Winsor Scofield and Benton Hanchet, for complainant:

It is the clear intention of the will that the property should go to persons who were of the family of the testatrix and living at time of the granddaughter's death, who was her only descendant. Being unknown to her, their names are not specified but their identity was to be determined by ascertaining who were her relatives at the time of such death.

The testatrix does not devise the estate, or any power to dispose of it, to her granddaughter, the special object of her bounty, but simply the income derived from it, in order that she may direct its disposition at the end of her granddaughter's life.

She does not give the estate to her next nearest relativeher granddaughter's children-unless they shall be living at

time of their mother's death, and they have no power to dispose of the property vested in them unless alive at that time, although they might be born and live to old age after William Addison Fitzhugh had died.

In case of her granddaughter's death, without living issue, then only such of the brothers and sisters of the testatrix as shall be then living are to take under the will, and unless so living they have no power of disposition over the property, hence cannot confer upon any one else, who may be then living, the right to take.

And, finally, the will provides that in case of the death of the granddaughter, without lawful, living issue, and in case any brother or sister of the testatrix shall then "be no longer living," then "the children of each of the deceased shall take the share, to be equally divided among them, if there be more than one, to which the deceased parent would have been entitled if living."

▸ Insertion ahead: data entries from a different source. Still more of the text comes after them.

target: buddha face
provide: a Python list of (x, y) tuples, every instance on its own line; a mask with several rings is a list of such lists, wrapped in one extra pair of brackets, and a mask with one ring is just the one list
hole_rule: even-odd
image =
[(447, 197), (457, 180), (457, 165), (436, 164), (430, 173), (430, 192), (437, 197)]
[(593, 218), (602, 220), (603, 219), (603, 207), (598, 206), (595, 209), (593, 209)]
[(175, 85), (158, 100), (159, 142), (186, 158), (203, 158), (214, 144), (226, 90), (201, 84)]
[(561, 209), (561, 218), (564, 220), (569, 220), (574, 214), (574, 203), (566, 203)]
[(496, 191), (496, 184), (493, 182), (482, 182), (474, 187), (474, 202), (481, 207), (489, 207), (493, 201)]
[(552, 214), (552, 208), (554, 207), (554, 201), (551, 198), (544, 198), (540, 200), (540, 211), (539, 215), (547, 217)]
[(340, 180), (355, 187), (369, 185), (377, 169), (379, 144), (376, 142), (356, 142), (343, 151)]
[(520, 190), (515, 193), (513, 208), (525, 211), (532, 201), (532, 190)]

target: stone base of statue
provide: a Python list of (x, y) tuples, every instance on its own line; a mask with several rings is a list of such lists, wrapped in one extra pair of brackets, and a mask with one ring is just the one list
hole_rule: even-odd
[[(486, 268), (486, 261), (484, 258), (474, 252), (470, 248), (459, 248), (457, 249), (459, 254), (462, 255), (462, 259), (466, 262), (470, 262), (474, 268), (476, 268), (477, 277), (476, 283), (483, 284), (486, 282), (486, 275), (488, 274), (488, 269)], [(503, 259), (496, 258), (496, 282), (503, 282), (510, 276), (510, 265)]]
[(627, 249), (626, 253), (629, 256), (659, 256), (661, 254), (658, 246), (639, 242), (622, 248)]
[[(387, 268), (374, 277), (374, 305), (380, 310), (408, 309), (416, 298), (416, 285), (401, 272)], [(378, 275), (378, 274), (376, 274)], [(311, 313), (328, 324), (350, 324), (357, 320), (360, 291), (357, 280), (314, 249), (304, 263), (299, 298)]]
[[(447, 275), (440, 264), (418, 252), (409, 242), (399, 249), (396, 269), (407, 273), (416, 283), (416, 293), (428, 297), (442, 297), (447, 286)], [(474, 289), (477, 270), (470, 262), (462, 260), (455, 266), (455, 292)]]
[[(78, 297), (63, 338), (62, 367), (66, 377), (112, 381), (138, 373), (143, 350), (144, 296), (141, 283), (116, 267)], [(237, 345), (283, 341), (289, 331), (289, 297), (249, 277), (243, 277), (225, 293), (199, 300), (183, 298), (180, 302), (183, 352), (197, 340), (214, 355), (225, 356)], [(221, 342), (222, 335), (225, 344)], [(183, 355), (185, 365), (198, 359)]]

The language used in this provision of the will, by force of its most obvious and natural import, conveys the idea that the persons who are to take in the place of the brothers and sisters, who are then dead, are to be persons who shall be living. The only reason why the brother or sister shall not take is because he or she is then dead. Would the testatrix, acting on that reason, give the property to another dead person? Would she intend to withhold a share from a brother, because dead, at that date, and give it to a nephew, who was also dead, at the same date? Such is the construction contended for by the appellant.

The will intends that the grandchildren, shall take under it, and no portion of the estate decreed to them would go to the appellant, if it should be held that they are not entitled to take under the will. If the term children, in the twenty-fourth paragraph of the will, is used in its general sense, as meaning offspring or descendants, then the grandchildren would take: Pronitt v. Rodman, 37 N. Y. 42, 54-8; Parkman v. Bowdoin, 1 Sumn. 359; Royle v. Hamilton, 4 Vesey 437; Duvall v. Goodson, 79 Ky. 224; Beebe v. Estabrook, 79 N. Y. 246-9, 251; Bowne v. Underhill, 4 Hun 130; How. Stat. § 5812; 4 Kent Com. 419, and the will shows that such was the meaning attached to the term children. It is plain that the testatrix intended to dispose of her estate, so as to keep it in her own family, until the death of her granddaughter, and to have it at that time go to her own family, and only to her family.